Avant d'en venir à Saigneurs, je précise que l'important pour nous est de documenter, de restituer, d'être à une place où l'on fait les films avec les gens. Je ne fais pas un film sur un éleveur ou un étudiant, je le fais avec lui, avec ses questions. Cette perspective permet de faire évoluer notre réflexion, et nous espérons qu'elle produise le même effet sur les spectateurs. Avec Vincent, nous avons travaillé pendant neuf ans avec un éleveur laitier dans différentes situations mais, pour autant, nous ne sommes pas devenus des spécialistes de l'agriculture. Nous sommes avec lui, nous nous intéressons à ses questions et à son positionnement. Nous espérons que les spectateurs pourront s'identifier à lui à certains égards et, par empathie, mieux comprendre ses problèmes et le malaise qui peut exister dans l'agriculture. Cela étant, je le répète, je ne me considère pas du tout comme un expert en questions agricoles ou agroalimentaires, ni même en abattoirs ou en halls d'abattage.
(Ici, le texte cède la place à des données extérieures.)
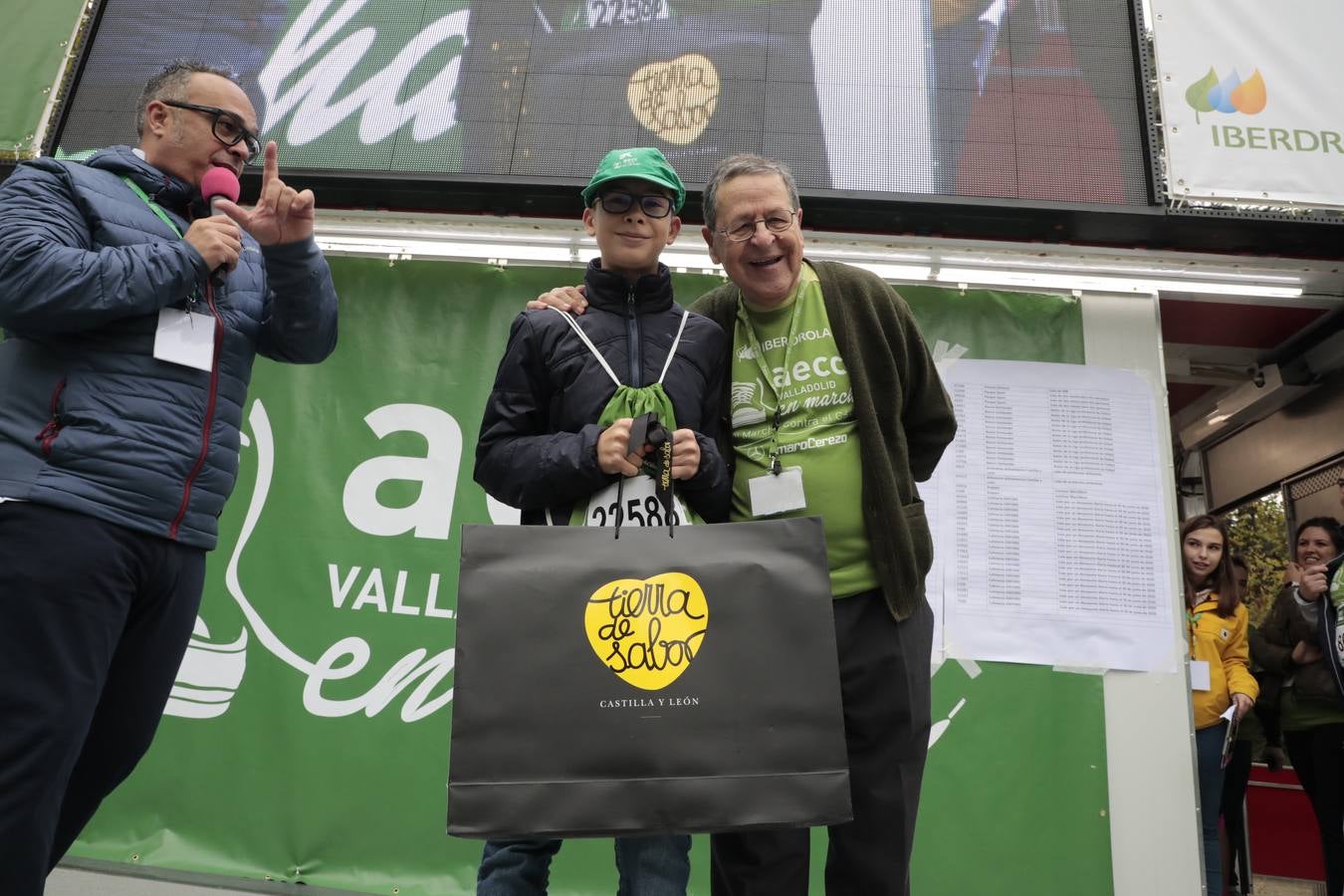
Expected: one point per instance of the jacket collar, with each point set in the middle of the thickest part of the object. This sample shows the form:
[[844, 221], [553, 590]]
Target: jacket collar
[[610, 292], [168, 191]]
Au départ, nous voulions documenter la classe ouvrière au travail. Comment les personnes qui travaillent à la chaîne parlent-elles de leur métier ? A-t-on le droit et la possibilité de les filmer ? Compte tenu de notre expérience de l'agriculture, nous nous sommes intéressés à l'agroalimentaire et notamment à un endroit particulièrement caché, honteux, interdit d'accès. Un documentariste aura d'autant plus envie d'aller dans ce lieu qu'on le lui interdit. À ce stade, nous nous demandions même pourquoi personne ne le faisait.
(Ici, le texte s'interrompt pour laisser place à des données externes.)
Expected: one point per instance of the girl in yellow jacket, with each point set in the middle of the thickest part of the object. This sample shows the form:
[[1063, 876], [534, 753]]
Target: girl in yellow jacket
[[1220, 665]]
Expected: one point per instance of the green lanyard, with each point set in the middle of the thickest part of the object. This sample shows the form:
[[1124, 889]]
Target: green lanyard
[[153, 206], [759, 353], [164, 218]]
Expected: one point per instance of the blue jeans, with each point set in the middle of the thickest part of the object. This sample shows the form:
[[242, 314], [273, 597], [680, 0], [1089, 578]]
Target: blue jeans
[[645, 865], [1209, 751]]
Tout en comprenant ceux qui opèrent en caméra cachée, nous ne pratiquons pas cette méthode. Nous sommes partis à l'assaut de ce que l'on nous disait impossible : filmer pendant un an dans un abattoir. C'était en 2009 ; nous avons terminé le film en 2015. Pourtant, au début, nous avions eu la chance d'être accueillis par un petit abattoir de Blois, les Établissements Gourault. Le tournage se passait très bien. Le film aurait été très différent parce que l'abattoir était vraiment beaucoup plus petit que SVA Jean Rozé. Nous étions en repérage depuis trois ou quatre mois quand les Établissements Gourault ont fait faillite. C'est aussi l'un des problèmes de ce travail à long terme : il faut trouver un endroit stable.

Nous avons connu ensuite une longue traversée du désert parce que tous les abattoirs nous fermaient leur porte. Nous en avons appelé une trentaine, notamment Bigard, Sicavyl et Abattoirs industriels de la Manche (AIM). Jean-Paul Bigard nous a même ri au nez, en nous disant que l'idée de tourner un film dans l'un de ses abattoirs était totalement contraire à sa politique qui vise à faire en sorte que le client ne fasse plus du tout le lien entre la vache et le steak. En vertu de cette politique, tout ce qui se passe dans l'abattoir doit rester dans une boîte noire. Pour un documentariste, cette idée est ahurissante. Comment cela pourrait-il être une bonne chose que ce lieu soit interdit d'image, que l'on ne puisse pas documenter ce qu'il s'y passe ? Cet endroit n'est pas hors de notre société. Nous devons y être, réfléchir avec les ouvriers qui y travaillent sur ce qu'il s'y construit.

Nous nous sommes donc adressés à M. Dominique Langlois, qui préside à la fois Interbev, l'organisation interprofessionnelle du bétail et de la viande, et la SVA Jean Rozé. Quand nous l'avons rencontré, il était conscient que la communication des abattoirs ne pouvait se réduire à de l'institutionnel – qui n'intéresse qu'un public restreint, notamment de personnes à la recherche d'un emploi – et à des films tournés en caméra cachée. Au départ, il a essayé de nous envoyer vers d'autres abattoirs que le sien, qui ont tous refusé de nous accueillir. Nous sommes donc revenus vers lui, au bout de six mois. Comme il avait accepté notre projet au départ, il a bien été obligé d'approuver notre demande d'aller chez lui. Il nous a donc accueillis pendant plus d'un an dans l'abattoir vitréen SVA Jean Rozé.

Tout ce cheminement fait que le film est ce qu'il est. Les ouvriers prennent eux-mêmes la parole sur leur lieu de travail. Il n'y a pas de commentaires. Les images montrent le travail des ouvriers, leurs gestes, la cadence. On entend le bruit. Nous avions plus de cent heures de rushes à la fin du tournage et, au montage, nous n'avons gardé que les moments représentatifs de cette année-là. Nous ne prétendons pas que le film est représentatif de tous les abattoirs ni même de ce qui s'est passé dans celui-là depuis dix ans. En revanche, il montre ce que ce métier a de pénible, de dangereux et de précaire, comme vous le souligniez, en raison notamment des cadences imposées dont se plaignent la plupart des ouvriers. On le ressent assez vite, au bout d'un mois, et l'impression est confortée par tous les témoignages qui arrivent au fil du temps.